A weekend treat; PLANTcakes!

Updated: May 31, 2018

Over the weekend I posted on Instagram about an amazing stack of pancakes I'd whipped up for a Saturday breakfast treat. They were so good, by Sunday night I was still thinking about them. Due to the amazing amount of love these pancakes (or as I like to call them, plantcakes) received, I thought I'd share the recipe with you all as so many of you were commenting and direct messaging me about them! Thank you all for the love and support.
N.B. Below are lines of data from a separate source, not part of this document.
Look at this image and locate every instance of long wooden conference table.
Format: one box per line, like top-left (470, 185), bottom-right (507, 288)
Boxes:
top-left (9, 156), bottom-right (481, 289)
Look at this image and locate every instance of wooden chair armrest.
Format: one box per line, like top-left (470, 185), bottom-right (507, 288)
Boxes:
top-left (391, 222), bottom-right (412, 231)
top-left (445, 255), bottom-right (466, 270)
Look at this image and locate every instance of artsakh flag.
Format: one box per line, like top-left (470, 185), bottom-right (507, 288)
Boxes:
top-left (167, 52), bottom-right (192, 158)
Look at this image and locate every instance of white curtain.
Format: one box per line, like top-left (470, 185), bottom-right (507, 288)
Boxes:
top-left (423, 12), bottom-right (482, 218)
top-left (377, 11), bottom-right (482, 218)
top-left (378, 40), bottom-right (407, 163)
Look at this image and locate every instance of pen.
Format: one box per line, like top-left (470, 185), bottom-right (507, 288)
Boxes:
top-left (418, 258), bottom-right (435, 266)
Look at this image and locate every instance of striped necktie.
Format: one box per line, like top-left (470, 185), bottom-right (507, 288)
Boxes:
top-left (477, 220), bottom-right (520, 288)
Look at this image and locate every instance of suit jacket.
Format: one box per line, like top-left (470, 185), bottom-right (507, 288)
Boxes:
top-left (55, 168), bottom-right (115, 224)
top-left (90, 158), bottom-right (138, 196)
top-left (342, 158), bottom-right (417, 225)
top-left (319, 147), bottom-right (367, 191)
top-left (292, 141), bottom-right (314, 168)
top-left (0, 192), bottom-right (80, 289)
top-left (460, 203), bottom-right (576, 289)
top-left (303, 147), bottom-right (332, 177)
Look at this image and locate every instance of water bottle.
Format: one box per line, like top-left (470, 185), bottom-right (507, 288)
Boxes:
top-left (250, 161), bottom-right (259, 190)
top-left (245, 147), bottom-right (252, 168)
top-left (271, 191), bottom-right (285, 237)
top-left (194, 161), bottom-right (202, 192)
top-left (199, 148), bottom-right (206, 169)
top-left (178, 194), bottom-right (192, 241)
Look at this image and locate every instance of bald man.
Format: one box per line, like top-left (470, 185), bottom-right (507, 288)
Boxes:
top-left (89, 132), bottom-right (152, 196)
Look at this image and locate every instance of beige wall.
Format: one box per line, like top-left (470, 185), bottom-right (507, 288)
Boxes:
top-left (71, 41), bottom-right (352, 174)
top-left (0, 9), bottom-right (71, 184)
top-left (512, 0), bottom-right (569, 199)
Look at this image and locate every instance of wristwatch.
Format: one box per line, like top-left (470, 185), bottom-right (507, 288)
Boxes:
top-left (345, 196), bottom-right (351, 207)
I hope you enjoy the recipe and as always, please tag me and let me know what you think!


INGREDIENTS:

  • 1 ripe banana, mashed

  • 1 cup unsweetened plant milk

  • 1 tsp apple cider vinegar

  • 1 tsp vanilla essence

  • 1 cup wholemeal flour or oat flour (made from rolled oats)

  • 1/2 cup rolled oats

  • 1 tsp baking powder

  • 1 cup frozen blueberries (optional)

  • Fresh fruit (to serve, optional)

METHOD:

  1. Whisk the banana, milk, apple cider vinegar and vanilla in a medium bowl.

  2. Mix the flour, oats and baking powder in another bowl.

  3. Add the wet ingredients into the dry ingredients and stir gently to combine.

  4. Heat a non-stick pan over low heat. For each pancake, pour roughly ½ cup batter onto the pan and spread gently. Add some blueberries onto the batter (optional).

  5. Cook for 2 to 3 minutes, until the pancakes begin to bubble on top, are golden brown on the bottom, and release easily from the pan. Flip and cook for 2 to 3 minutes more.

  6. Repeat with remaining batter.

  7. Serve hot with fresh fruit, or stewed oranges as pictured!

*makes 2 serves (3 pancakes each).

Perfect with a warm cup of tea or herbal tonic!